In 1965, Hans Stabinger began to explore the use of oscillating tubes for determining density. He was set the task of measuring the smallest differences in density in solutions based on Prof. O. Kratky’s small angle X-ray scattering (SAXS). Together with H. Leopold, who provided the electronic part with the help of the—then still young—technology, he successfully completed a functional prototype one year later.
Anton Paar GmbH, which had successfully taken over the production of the small angle x-ray camera a few years before, also took over the production of the density meter, as a support device for the small angle x-ray camera so to speak, and the name DMA (Dichtemessapparatur) was born. The DMA 02 was already presented at the ACHEMA in Frankfurt, Germany, in 1967. Soon it turned out that this device could be used as a replacement for plummet measuring and pycnometers, far beyond the use in small-angle X-ray scattering investigation.
The uncomplicated handling, the low usage of preparations, and the measuring speed were so far unequalled advantages. From the vantage point of the present, the first DMA 02 device was downright primitive. It was very limited with regard to both mechanical build and electronic equipment. The success of even this simple device encouraged the developers to sound out the use of the new method into all directions.
The rapid development of electronics and better insight into the physics of the oscillating U-tube brought forth a number of devices. The devices that followed the DMA 02 were the DMA 02B, the DMA 02C, and the DMA 02D, which above all featured a more refined measuring system. The wish for a more economically priced device brought forth the DMA 10, a minimum version of the oscillating U-tube principle. Then, as from the 1970s the available electronic components became sophisticated enough, so that density could be directly displayed by a built-in calculator. Before, only a period duration value had been displayed, which had then been manually converted into a density value. Yet only for the low accuracy class so far because the difficulties for high accuracy seemed insurmountable. The first battery-operated hand-held device, the DMA 35, was also developed in that time.

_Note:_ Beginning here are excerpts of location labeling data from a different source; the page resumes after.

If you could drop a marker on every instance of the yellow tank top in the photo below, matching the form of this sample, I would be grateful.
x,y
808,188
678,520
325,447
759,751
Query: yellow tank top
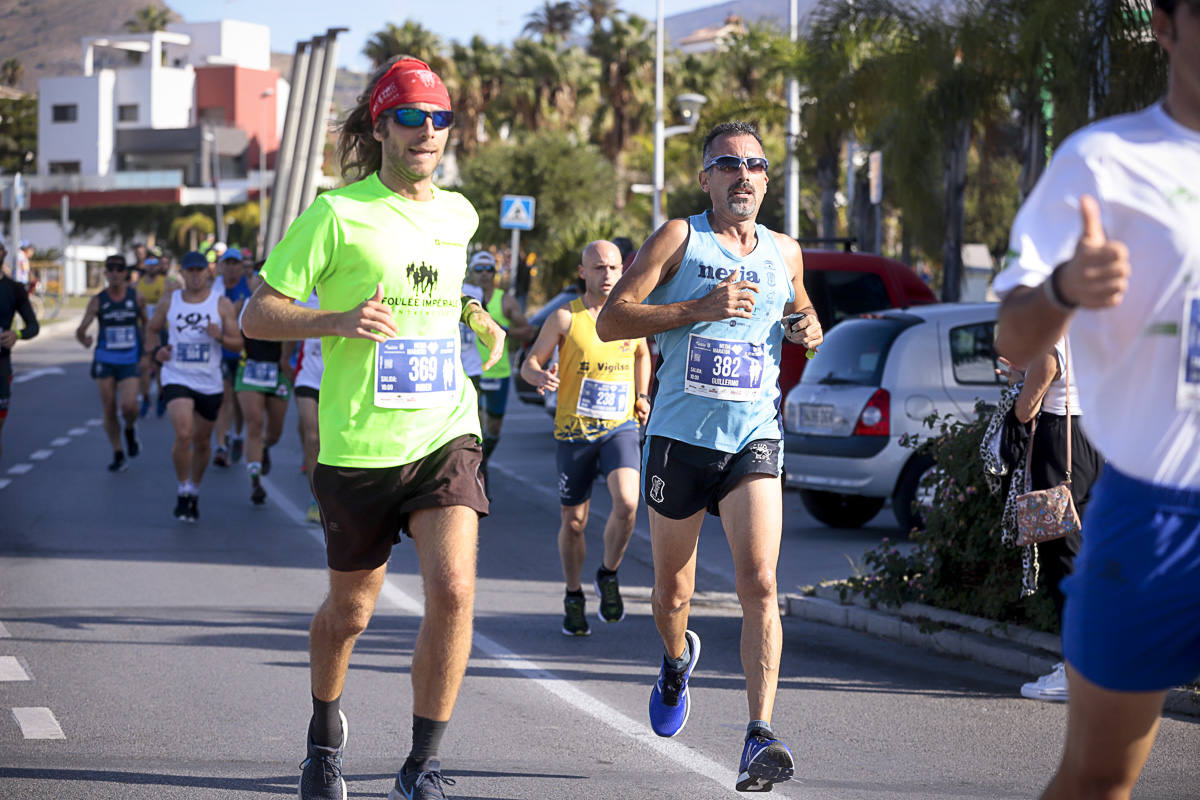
x,y
595,389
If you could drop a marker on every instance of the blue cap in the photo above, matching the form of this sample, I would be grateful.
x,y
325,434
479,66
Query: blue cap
x,y
193,260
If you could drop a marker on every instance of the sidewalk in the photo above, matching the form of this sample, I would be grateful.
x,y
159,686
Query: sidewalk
x,y
1007,647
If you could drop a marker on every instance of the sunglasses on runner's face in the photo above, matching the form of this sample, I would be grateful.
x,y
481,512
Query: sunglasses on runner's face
x,y
733,163
414,118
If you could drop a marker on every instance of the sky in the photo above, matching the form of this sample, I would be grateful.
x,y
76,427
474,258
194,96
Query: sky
x,y
291,20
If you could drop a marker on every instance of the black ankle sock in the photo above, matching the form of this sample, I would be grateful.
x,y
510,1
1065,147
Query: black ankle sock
x,y
426,740
327,722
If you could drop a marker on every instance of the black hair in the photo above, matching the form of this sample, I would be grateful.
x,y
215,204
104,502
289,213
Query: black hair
x,y
737,127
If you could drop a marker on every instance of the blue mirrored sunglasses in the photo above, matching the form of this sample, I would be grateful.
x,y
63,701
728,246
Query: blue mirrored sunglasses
x,y
733,163
414,118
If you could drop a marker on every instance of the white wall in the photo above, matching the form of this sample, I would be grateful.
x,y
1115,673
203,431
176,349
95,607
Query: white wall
x,y
89,139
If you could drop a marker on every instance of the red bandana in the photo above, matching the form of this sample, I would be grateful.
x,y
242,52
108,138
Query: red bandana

Our cooperation with Siemens Erlangen introduced us into the world of process technology. It was our task to measure the concentration of a boric acid solution via density in the nuclear power plant of Stade, which was under construction at that time. The requirements for the measuring cell and the electronics were enormous, and so was also the challenge for the developers. It had to be measured with metal oscillators in the flow, and the electronics had to cope with the rough power plant environment. These devices worked without malfunctions until the nuclear power plant was closed down after 32 years.
A family of density meters was born—DPRs (Dichteprozessrechner). Due to the more complex tasks in the process measuring sector, we developed and built devices with different oscillator diameters, materials, and pressure and temperature ranges. The nuclear power plant was only the beginning. Above all in food production (beverages), the DPR systems became an essential part of our product range.
With introducing thermostatting by means of Peltier elements, we placed the first stand-alone measuring device on the market with the DMA 46. In parallel, H. Leopold developed an electronic thermometer which finally, integrated in the density meter, made the complete measuring setup possible.
Until 1978, we mainly worked on the structure of the devices and its perfection. In 1978, we successfully won over H. Deimel, an excellent physicist who has also always stayed up-to-date with applications in practice, to join our development team. He examined–-and still examines—the theory underlying the oscillating U-tube and pointed out serious flaws in the accuracy of our measuring devices.
Based on the theoretical insights and their confirmation in practice, we have developed measures which, ultimately, make it possible for us to push the limits of accuracy to the limit of detection. After the versions DMA 48 and DMA 80, we developed the DMA 5000/4500 devices step by step, which leave nothing to be desired anymore with regard to measurement results.
Along with the measurement of density, we also developed combinations with the measurement of other qualities of liquids. The combination with the sound velocity measuring devices DSA 48 and DSA 5000 allows for determining the concentration in three-components mixtures; the inclusion of the refractive index successfully followed up the well-known measuring routines in the beverages industry, and density measurement for the calculation of kinematic viscosity is also integrated in a newly developed rotational viscometer.
If one looks back on the 40 years, the development of the oscillating U-tube method, it seems that it has gone ahead smoothly. What has not been mentioned here are the many wrong tracks that we have taken, and the mistakes we have made because we simply had no previous knowledge of completely new things. We have never had the opportunity to orient ourselves towards demand because their is no demand for the unknown. We have rather tried to explore and further pursue what is just feasible.